Casteur, puis « producteur de segments », il était chargé de suivre les candidats pas à pas, et même de les « dresser », afin qu'ils obéissent aux demandes de la production. Pour L'Ile de la Tentation, il explique d'ailleurs comment se déroule le casting : « les gens pensent qu'ils ont une chance en envoyant leur candidature, mais la plupart des nombreuses candidatures que l'on reçoit partent à la poubelle. Parce qu'on ne cherche pas des gens qui veulent faire de la télévision, on cherche des gens naïfs, authentiques, qui n'ont aucune idée de ce qu'est la télévision. Donc on va les chercher, on fait du "casting sauvage" : TF1 envoie une douzaine de personnes, les « petites mains » de la production, dans les bars, boîtes de nuit, clubs de gym... pour chercher le couple physiquement agréable, naïf de préférence, qui ne saura pas se défendre. Ce ne sont pas des acteurs, mais de vrais gens. » Et Philippe Bartelotte d'ajouter, en souriant: « Ce qui est amusant dans L'Ile de la Tentation, c'est que les candidats ont tout à perdre, rien à gagner, et pourtant, ils y vont. Leur cadeau c'est 12 jours au soleil, pour briser 3 ans de vie de couple ! ».

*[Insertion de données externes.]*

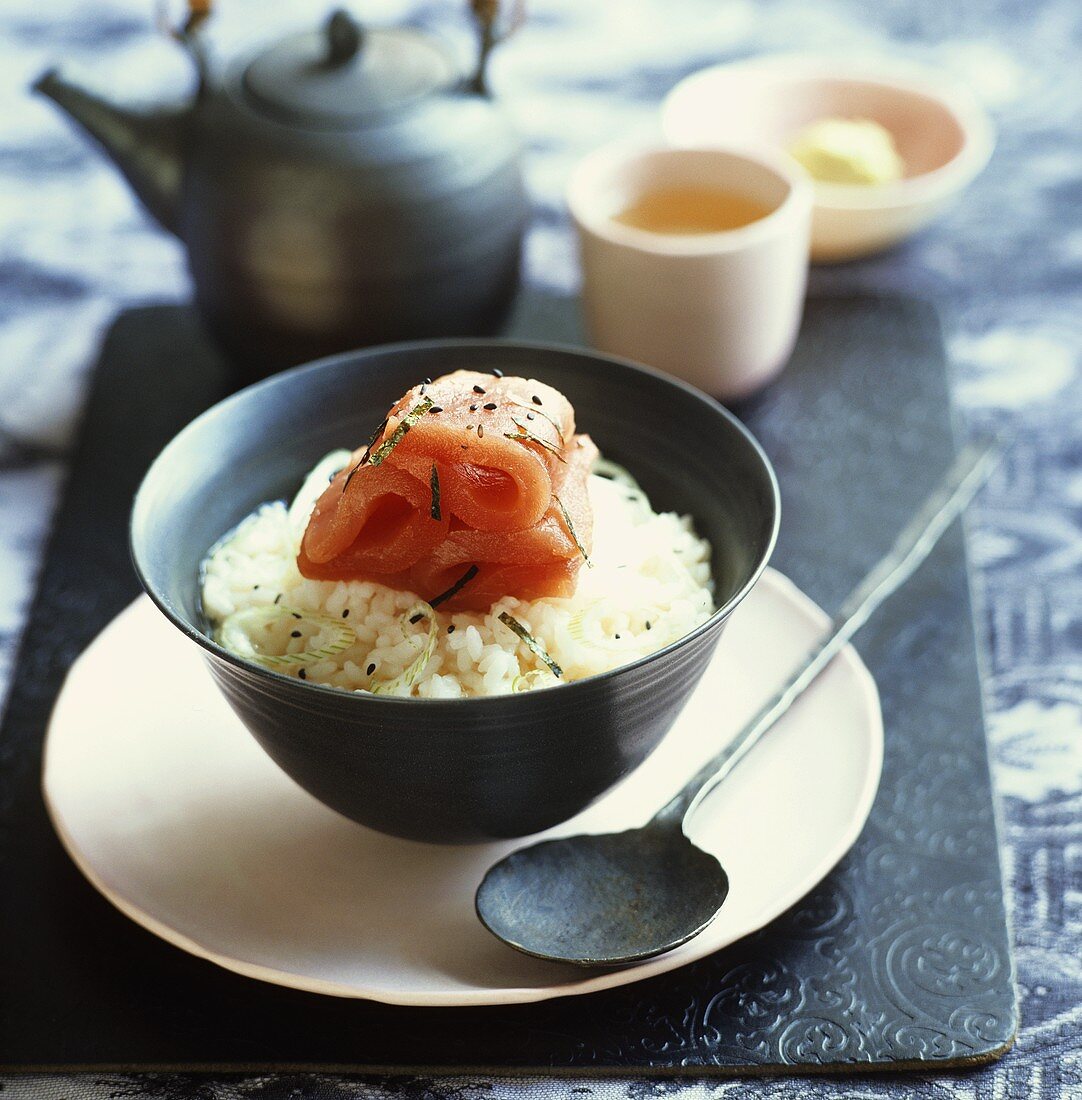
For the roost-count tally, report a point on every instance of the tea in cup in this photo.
(694, 261)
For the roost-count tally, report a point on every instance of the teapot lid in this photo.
(344, 74)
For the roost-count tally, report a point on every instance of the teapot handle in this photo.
(485, 15)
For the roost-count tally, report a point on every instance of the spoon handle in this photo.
(970, 471)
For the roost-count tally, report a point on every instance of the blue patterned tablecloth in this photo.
(1004, 267)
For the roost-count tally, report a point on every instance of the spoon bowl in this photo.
(604, 900)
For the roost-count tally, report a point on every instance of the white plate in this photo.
(174, 813)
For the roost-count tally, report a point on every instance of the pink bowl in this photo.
(941, 133)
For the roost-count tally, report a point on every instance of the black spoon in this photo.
(624, 897)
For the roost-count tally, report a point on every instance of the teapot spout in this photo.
(146, 147)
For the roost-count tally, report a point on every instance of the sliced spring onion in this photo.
(240, 634)
(576, 628)
(403, 684)
(399, 433)
(572, 531)
(534, 647)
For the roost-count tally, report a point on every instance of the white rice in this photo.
(650, 584)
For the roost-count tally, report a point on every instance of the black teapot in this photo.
(342, 187)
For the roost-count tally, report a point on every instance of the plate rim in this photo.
(479, 998)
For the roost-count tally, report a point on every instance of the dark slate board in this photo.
(900, 959)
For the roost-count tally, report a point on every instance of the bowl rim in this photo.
(271, 677)
(893, 74)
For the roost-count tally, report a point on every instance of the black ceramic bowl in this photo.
(455, 770)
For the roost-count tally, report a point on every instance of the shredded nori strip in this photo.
(457, 586)
(434, 483)
(530, 415)
(367, 451)
(531, 642)
(528, 437)
(571, 530)
(399, 433)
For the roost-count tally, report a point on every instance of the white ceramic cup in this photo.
(719, 310)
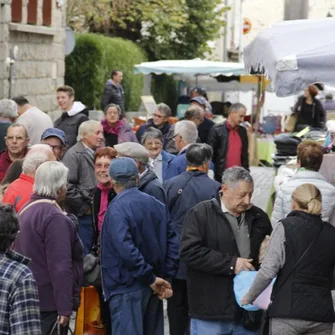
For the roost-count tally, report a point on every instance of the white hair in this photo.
(8, 108)
(50, 178)
(38, 154)
(187, 130)
(86, 128)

« Des tentatrices prêtes à tout... »
« - Qu'est-ce que tu es prête à faire pour participer à cette aventure ? » C'est la question que posait Philippe Barthelotte à chaque candidate "tentatrice", et c'est par cette expérience de "casteur" à l'Ile de la Tentation qu'il a choisi d'ouvrir son livre. « Une question très emblématique de la téléréalité, explique-t-il. Et de notre époque aussi, où l'on est souvent prêt à faire beaucoup de choses pour notre image ou pour gagner de l'argent. »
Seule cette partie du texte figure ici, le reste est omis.